Like the Mudde quote above, this list doesn’t adequately describe far right currents today. Sure, some far rightists still glorify a strong state, but one of the biggest developments in far right politics since the 1970s has been the rise of political decentralism — ranging from the European New Right’s vision of autonomous ethnically pure communities to Posse Comitatus‘s rejection of state authority above the county level to Christian Reconstructionists‘ dream of a libertarian theocracy, in which God-fearing men rule through local and non-state institutions. Even the emphasis on nationalism, racism, and xenophobia overlooks the dramatic growth of far rightist currents — such as Christian Reconstructionism — that want to overthrow the established political system and replace it with a new order centered on religion (and patriarchy), rather than race or nation.
None of this calls into question Chip’s basic point that we need to apply terms like fascism clearly and thoughtfully. But it does highlight the need for more scholarship that addresses the full, living reality of right-wing politics. A typology of fascism and more broadly of the far right or extreme right, whatever we call it, needs analytic precision, but it also needs to be flexible enough to account for variations and changes in what rightists say and do.
After almost a century of debate, there’s still no agreement among scholars, or among activists, about what fascism is or what it encompasses. My own thinking on this question has continued to evolve. In 2007, I offered a descriptive profile of fascism based on four core features: radical break with the established order, totalitarian mass politics, twisted anti-elitism, and autonomy from business control. In 2008 I argued for a synthesis of Roger Griffin’s ideology-based analysis of fascism and independent Marxist class-based approaches and offered a new draft definition: Fascism is a revolutionary form of right-wing populism, inspired by a totalitarian vision of collective rebirth, that challenges capitalist political and cultural power while bolstering economic and social hierarchy.
More recently, I’ve concentrated more on delineating the far right — which arguably includes both fascists and non-fascists — from other currents. In the context of the United States today, I use the term “far right” to mean political forces that (a) regard human inequality as natural or inevitable and (b) reject the legitimacy of the established political system. That covers some (but not all) white nationalists, the theocratic branch of the Christian right, the hardline wing of the Patriot movement, and a few other currents. In other words, I see the far right as cutting across standard political categories, because I think the emergence of a truly oppositional right — which doesn’t want to just take over the U.S. political system, but bring it down — is ultimately more significant than ideological differences about race, religion, or other factors.
But oppositional and system-loyal rightists aren’t just in conflict. As Chip Berlet points out in “Trump Bigotry,” they also fuel each other.
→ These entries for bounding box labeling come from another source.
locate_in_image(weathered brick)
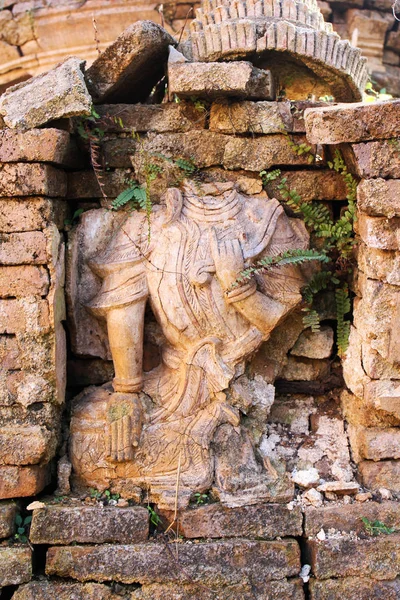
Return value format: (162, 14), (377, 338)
(0, 465), (50, 496)
(0, 502), (18, 539)
(210, 101), (293, 134)
(357, 179), (400, 219)
(0, 198), (68, 233)
(0, 546), (32, 589)
(358, 460), (400, 492)
(164, 504), (302, 539)
(306, 535), (400, 580)
(0, 163), (67, 198)
(96, 101), (206, 133)
(30, 506), (149, 544)
(0, 265), (50, 298)
(304, 502), (400, 537)
(46, 539), (300, 585)
(0, 128), (81, 167)
(304, 100), (400, 144)
(0, 231), (47, 265)
(310, 577), (400, 600)
(0, 297), (51, 334)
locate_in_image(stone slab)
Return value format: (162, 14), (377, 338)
(0, 546), (32, 589)
(304, 100), (400, 144)
(30, 506), (149, 545)
(0, 57), (92, 129)
(0, 465), (50, 500)
(0, 197), (68, 233)
(0, 163), (67, 198)
(96, 101), (206, 133)
(304, 502), (400, 537)
(0, 264), (50, 298)
(86, 21), (175, 104)
(168, 61), (275, 100)
(0, 502), (18, 539)
(357, 178), (400, 219)
(0, 128), (82, 167)
(164, 503), (303, 539)
(210, 101), (293, 134)
(46, 539), (300, 585)
(310, 577), (400, 600)
(306, 534), (400, 580)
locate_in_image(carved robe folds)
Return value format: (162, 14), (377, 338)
(70, 183), (308, 506)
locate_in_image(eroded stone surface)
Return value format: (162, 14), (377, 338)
(30, 506), (149, 544)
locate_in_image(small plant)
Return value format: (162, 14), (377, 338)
(14, 514), (32, 544)
(361, 517), (396, 536)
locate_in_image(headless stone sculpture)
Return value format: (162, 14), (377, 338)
(70, 182), (308, 507)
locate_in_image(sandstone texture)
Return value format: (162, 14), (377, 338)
(85, 21), (175, 104)
(30, 506), (149, 544)
(0, 58), (92, 129)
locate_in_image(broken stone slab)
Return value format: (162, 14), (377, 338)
(304, 100), (400, 144)
(85, 21), (175, 104)
(0, 128), (82, 168)
(0, 545), (32, 589)
(358, 460), (400, 494)
(210, 101), (293, 134)
(0, 57), (92, 129)
(357, 178), (400, 219)
(46, 538), (300, 586)
(30, 506), (149, 545)
(310, 577), (400, 600)
(290, 325), (334, 359)
(304, 502), (400, 537)
(162, 503), (302, 539)
(0, 502), (18, 540)
(168, 61), (275, 100)
(306, 535), (400, 580)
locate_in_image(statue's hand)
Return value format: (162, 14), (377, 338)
(210, 228), (244, 290)
(106, 392), (143, 462)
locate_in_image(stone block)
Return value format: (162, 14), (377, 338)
(30, 506), (149, 545)
(357, 214), (400, 250)
(304, 502), (400, 537)
(0, 231), (48, 265)
(357, 244), (400, 285)
(358, 460), (400, 492)
(306, 535), (400, 580)
(210, 101), (293, 134)
(0, 424), (56, 465)
(357, 178), (400, 219)
(86, 21), (175, 104)
(345, 140), (400, 179)
(0, 546), (32, 589)
(304, 100), (400, 144)
(0, 57), (92, 129)
(0, 502), (18, 539)
(290, 325), (334, 359)
(96, 101), (206, 133)
(0, 264), (50, 298)
(349, 425), (400, 462)
(0, 163), (67, 198)
(0, 198), (68, 233)
(0, 297), (51, 335)
(168, 61), (274, 100)
(0, 128), (82, 167)
(167, 504), (302, 539)
(0, 465), (50, 496)
(265, 170), (347, 202)
(310, 577), (400, 600)
(46, 539), (300, 586)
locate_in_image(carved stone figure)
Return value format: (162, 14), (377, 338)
(70, 182), (308, 506)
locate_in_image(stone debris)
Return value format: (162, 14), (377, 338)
(85, 21), (175, 104)
(0, 57), (92, 129)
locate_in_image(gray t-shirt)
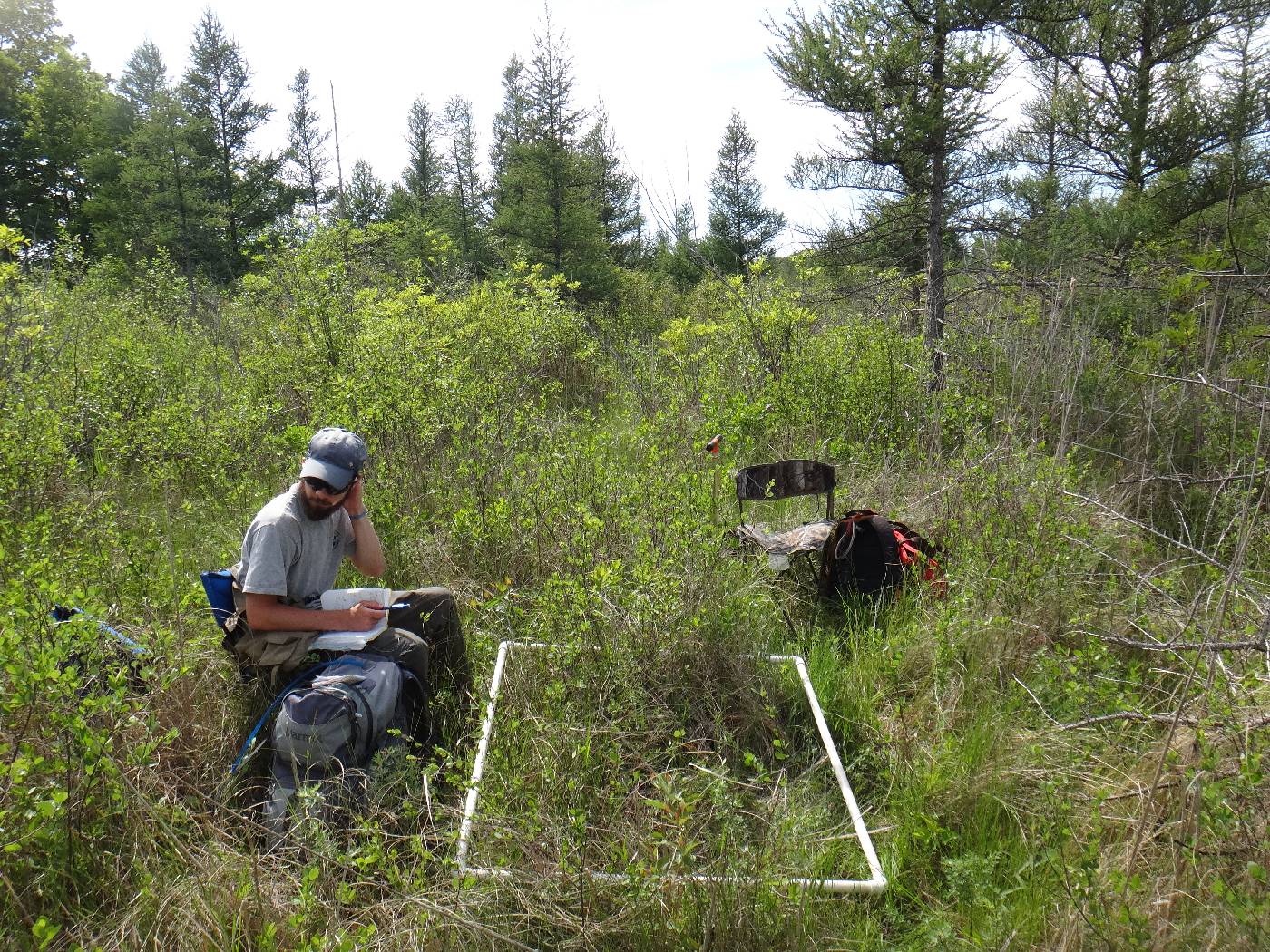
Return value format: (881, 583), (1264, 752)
(232, 482), (355, 608)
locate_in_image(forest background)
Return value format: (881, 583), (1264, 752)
(0, 0), (1270, 948)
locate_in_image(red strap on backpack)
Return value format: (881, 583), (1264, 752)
(892, 523), (949, 597)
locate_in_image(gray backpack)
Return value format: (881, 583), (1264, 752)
(264, 653), (409, 837)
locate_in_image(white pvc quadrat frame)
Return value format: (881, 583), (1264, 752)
(458, 641), (886, 895)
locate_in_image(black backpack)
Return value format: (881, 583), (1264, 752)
(819, 509), (943, 597)
(264, 653), (426, 837)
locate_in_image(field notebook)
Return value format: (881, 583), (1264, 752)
(308, 588), (393, 651)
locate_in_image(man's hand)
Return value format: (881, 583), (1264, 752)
(348, 602), (386, 631)
(340, 476), (366, 515)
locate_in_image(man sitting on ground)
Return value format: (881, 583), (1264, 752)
(225, 426), (471, 699)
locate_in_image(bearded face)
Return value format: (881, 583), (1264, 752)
(299, 480), (352, 521)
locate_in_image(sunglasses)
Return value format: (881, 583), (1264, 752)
(299, 476), (357, 496)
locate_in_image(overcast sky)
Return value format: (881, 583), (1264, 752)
(57, 0), (850, 248)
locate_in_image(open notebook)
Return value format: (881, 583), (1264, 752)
(308, 588), (393, 651)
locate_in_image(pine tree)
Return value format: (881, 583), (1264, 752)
(287, 69), (330, 223)
(581, 105), (644, 267)
(494, 20), (616, 298)
(90, 41), (212, 278)
(401, 96), (445, 221)
(181, 10), (286, 279)
(489, 53), (530, 188)
(769, 0), (1012, 388)
(1021, 0), (1264, 194)
(0, 0), (66, 241)
(708, 112), (785, 274)
(442, 96), (488, 270)
(24, 48), (109, 241)
(346, 159), (388, 228)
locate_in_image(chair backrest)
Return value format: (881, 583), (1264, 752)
(198, 568), (234, 631)
(737, 460), (837, 518)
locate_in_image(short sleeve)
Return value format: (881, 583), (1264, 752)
(239, 521), (296, 597)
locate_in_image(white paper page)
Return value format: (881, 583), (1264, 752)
(310, 588), (393, 651)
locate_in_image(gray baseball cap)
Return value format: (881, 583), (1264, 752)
(299, 426), (368, 489)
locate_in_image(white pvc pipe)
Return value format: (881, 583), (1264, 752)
(457, 641), (886, 895)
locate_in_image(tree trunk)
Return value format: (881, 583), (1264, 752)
(926, 25), (947, 391)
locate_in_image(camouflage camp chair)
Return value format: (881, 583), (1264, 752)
(736, 460), (837, 574)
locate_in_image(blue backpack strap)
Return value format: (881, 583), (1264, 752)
(230, 655), (366, 777)
(48, 606), (150, 655)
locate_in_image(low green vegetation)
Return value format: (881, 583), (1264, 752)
(0, 218), (1270, 948)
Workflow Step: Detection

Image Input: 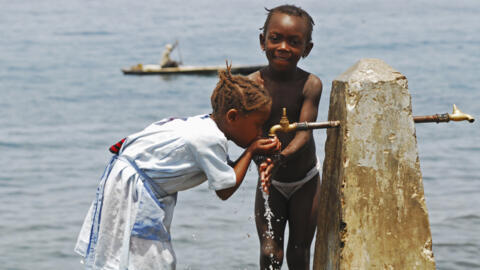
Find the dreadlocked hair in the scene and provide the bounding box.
[260,5,315,42]
[210,62,272,116]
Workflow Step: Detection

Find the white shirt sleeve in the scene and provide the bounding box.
[189,134,237,190]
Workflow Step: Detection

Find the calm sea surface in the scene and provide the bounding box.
[0,0,480,269]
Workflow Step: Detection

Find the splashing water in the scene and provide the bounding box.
[260,187,275,239]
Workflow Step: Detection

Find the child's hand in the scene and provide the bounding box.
[258,158,274,194]
[248,137,282,155]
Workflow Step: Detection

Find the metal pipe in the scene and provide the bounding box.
[268,104,475,137]
[268,108,340,137]
[413,104,475,124]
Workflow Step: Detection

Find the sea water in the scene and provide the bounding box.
[0,0,480,270]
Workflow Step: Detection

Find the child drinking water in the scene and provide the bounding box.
[75,63,280,270]
[249,5,322,270]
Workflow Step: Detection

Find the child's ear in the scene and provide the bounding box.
[302,42,313,58]
[258,34,265,51]
[225,109,238,122]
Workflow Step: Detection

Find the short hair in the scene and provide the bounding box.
[260,5,315,42]
[210,62,272,116]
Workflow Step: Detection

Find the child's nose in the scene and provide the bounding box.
[280,41,288,50]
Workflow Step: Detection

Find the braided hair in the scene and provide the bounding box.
[210,62,272,116]
[260,5,315,42]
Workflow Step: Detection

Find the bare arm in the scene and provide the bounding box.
[281,74,323,160]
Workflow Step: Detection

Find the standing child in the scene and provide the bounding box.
[75,64,280,270]
[249,5,322,270]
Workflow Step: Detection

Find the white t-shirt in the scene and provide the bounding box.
[119,115,236,194]
[75,115,236,270]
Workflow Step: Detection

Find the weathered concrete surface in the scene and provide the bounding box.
[314,59,435,270]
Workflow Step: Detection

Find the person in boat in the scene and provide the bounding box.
[160,42,179,68]
[249,5,322,270]
[75,63,280,270]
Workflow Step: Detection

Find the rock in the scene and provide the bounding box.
[314,59,435,269]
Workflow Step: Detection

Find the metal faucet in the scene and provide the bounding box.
[268,108,340,137]
[413,104,475,123]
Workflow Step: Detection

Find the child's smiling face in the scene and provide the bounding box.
[260,12,313,71]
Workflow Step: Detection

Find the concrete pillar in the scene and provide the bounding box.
[314,59,435,270]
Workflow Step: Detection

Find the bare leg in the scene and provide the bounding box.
[287,174,320,270]
[255,178,287,270]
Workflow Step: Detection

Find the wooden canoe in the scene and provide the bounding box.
[122,64,264,75]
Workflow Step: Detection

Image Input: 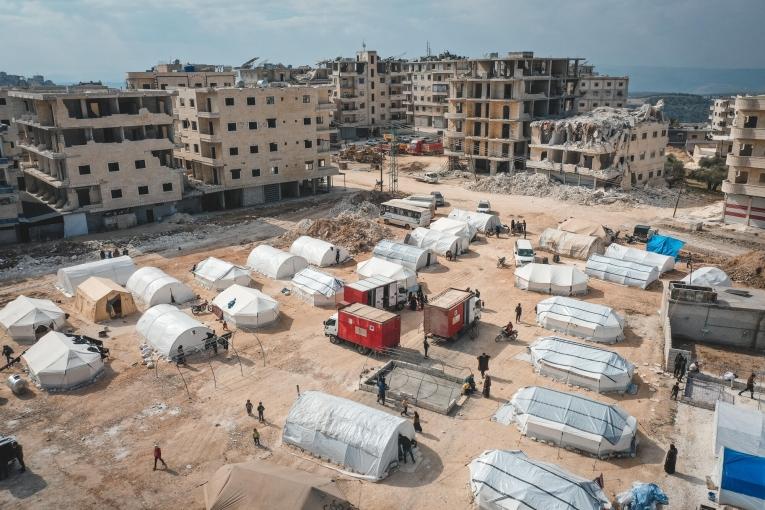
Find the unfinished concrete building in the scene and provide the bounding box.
[526,102,668,189]
[722,95,765,228]
[444,52,581,174]
[9,88,183,237]
[175,86,339,210]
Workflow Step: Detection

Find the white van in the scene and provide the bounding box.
[513,239,534,266]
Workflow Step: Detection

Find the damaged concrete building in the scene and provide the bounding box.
[444,52,581,175]
[526,101,668,189]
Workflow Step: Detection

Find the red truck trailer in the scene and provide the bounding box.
[324,303,401,354]
[423,289,481,340]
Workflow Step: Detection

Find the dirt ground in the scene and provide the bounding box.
[0,158,760,509]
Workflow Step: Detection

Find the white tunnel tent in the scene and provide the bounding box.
[537,296,624,344]
[584,255,659,289]
[492,386,637,458]
[136,305,215,357]
[282,391,414,480]
[529,336,635,393]
[247,244,308,280]
[290,236,350,267]
[469,450,609,510]
[56,255,136,297]
[125,267,195,307]
[0,296,66,340]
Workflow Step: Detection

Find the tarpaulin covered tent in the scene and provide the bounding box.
[469,450,609,510]
[247,244,308,280]
[74,276,138,322]
[529,336,635,393]
[135,305,215,357]
[537,296,624,344]
[290,236,351,267]
[125,267,195,307]
[680,266,733,287]
[0,296,66,340]
[356,257,417,289]
[605,244,675,273]
[292,267,345,306]
[56,255,135,297]
[22,331,104,390]
[449,209,502,233]
[194,257,250,290]
[204,460,353,510]
[515,263,587,296]
[282,391,414,480]
[539,228,606,260]
[212,284,279,328]
[492,386,637,457]
[405,227,462,257]
[372,239,436,271]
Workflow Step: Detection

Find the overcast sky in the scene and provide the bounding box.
[0,0,765,81]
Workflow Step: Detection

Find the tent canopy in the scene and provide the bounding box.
[125,266,195,307]
[204,461,351,510]
[537,296,624,344]
[282,391,414,480]
[212,284,279,328]
[56,255,135,297]
[530,336,635,392]
[0,296,66,340]
[469,450,609,510]
[247,244,308,280]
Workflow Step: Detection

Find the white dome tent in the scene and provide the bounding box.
[0,296,66,340]
[492,386,637,458]
[290,236,350,267]
[194,257,250,290]
[292,267,345,306]
[584,255,659,289]
[529,336,635,393]
[469,450,609,510]
[515,263,587,296]
[282,391,414,480]
[537,296,624,344]
[125,267,195,308]
[56,255,135,297]
[22,331,104,390]
[247,244,308,280]
[135,305,215,357]
[212,284,279,329]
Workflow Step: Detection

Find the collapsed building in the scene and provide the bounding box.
[526,101,668,189]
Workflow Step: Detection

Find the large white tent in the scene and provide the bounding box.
[356,257,417,290]
[194,257,250,290]
[405,227,462,257]
[247,244,308,280]
[0,296,66,340]
[282,391,414,480]
[292,267,345,306]
[448,209,502,233]
[125,266,195,307]
[529,336,635,393]
[537,296,624,344]
[492,386,637,457]
[56,255,135,297]
[290,236,350,267]
[469,450,609,510]
[372,239,436,271]
[605,243,675,273]
[515,263,587,296]
[135,305,215,357]
[212,284,279,328]
[22,331,104,390]
[584,255,659,289]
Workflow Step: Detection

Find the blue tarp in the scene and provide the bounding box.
[645,235,685,260]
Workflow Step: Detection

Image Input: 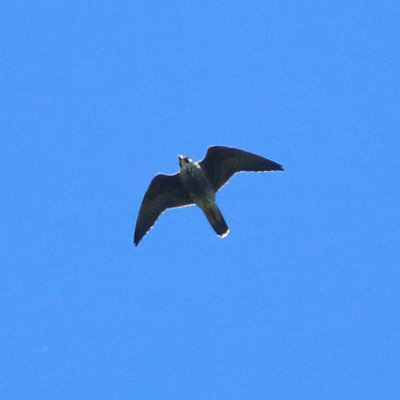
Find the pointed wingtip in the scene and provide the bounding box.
[218,228,230,239]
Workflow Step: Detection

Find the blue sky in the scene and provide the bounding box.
[0,0,400,400]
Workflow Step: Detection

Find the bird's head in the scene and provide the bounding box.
[178,155,193,168]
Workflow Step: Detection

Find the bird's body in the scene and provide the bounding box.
[134,146,283,246]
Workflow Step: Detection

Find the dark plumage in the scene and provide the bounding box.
[133,146,283,246]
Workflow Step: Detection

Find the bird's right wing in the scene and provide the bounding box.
[133,174,193,246]
[200,146,283,191]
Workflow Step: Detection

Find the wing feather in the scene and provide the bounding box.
[200,146,283,191]
[133,174,192,246]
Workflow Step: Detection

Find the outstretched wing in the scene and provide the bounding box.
[200,146,283,191]
[133,174,192,246]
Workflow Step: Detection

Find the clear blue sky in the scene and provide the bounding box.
[0,0,400,400]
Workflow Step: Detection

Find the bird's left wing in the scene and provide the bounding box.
[133,174,192,246]
[200,146,283,191]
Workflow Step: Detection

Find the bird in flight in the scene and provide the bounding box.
[133,146,283,246]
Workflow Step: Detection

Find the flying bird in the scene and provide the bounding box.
[133,146,283,246]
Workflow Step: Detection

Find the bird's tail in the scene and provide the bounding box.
[203,204,229,238]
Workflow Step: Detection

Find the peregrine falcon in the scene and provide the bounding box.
[133,146,283,246]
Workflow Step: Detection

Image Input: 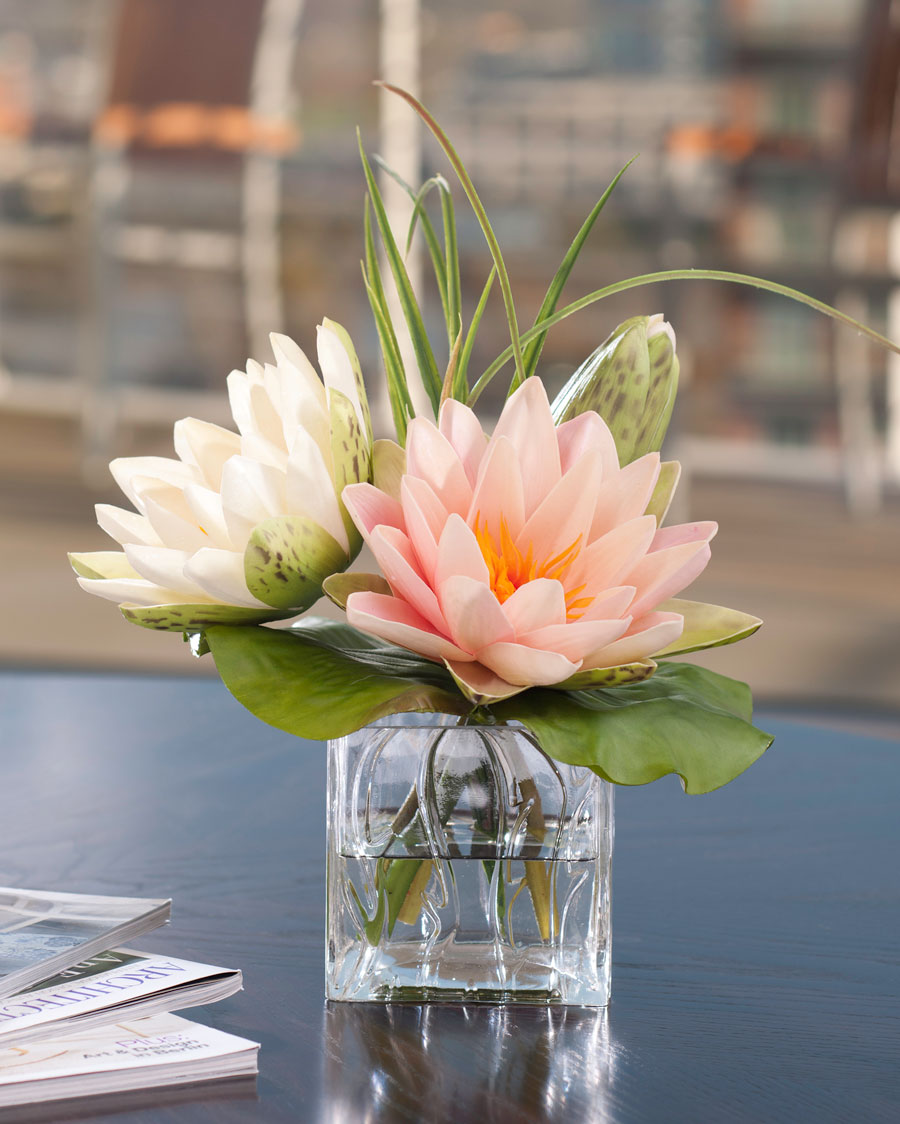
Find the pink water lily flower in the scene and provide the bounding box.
[343,378,717,701]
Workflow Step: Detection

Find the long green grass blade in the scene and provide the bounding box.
[361,196,415,444]
[374,156,453,337]
[375,82,525,389]
[440,184,463,351]
[524,156,637,377]
[453,265,497,402]
[357,136,442,416]
[363,269,412,445]
[466,270,900,406]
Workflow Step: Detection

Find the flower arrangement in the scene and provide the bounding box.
[71,90,897,792]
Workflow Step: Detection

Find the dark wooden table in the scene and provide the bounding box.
[0,672,900,1124]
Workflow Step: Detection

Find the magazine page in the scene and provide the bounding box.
[0,886,171,997]
[0,949,242,1045]
[0,1014,258,1106]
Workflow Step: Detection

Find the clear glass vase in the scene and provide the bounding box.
[326,715,613,1006]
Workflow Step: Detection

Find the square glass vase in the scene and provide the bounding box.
[326,715,613,1007]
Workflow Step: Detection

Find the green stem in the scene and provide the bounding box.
[466,270,900,406]
[375,82,525,389]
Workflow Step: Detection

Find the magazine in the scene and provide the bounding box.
[0,886,172,998]
[0,949,243,1049]
[0,1013,260,1107]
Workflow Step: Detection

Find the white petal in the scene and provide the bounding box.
[125,545,202,597]
[78,578,211,605]
[287,429,349,553]
[174,418,240,488]
[217,456,287,550]
[184,547,264,608]
[184,484,236,547]
[94,504,162,546]
[109,456,202,510]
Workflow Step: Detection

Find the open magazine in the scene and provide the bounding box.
[0,1014,260,1107]
[0,949,243,1049]
[0,886,172,998]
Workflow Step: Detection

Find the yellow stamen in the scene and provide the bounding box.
[474,511,593,620]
For example, “the Trump candidacy and the shooting in Charleston are connected thematically by a mobilization to defend white nationalism while the racial and ethnic face of America changes hue.” This is a complex, fluid situation, with different branches of the right both divided and interconnected, and we need a dynamic approach to understand it. Debates about terminology or definitions aside, I know that Chip and I agree about this.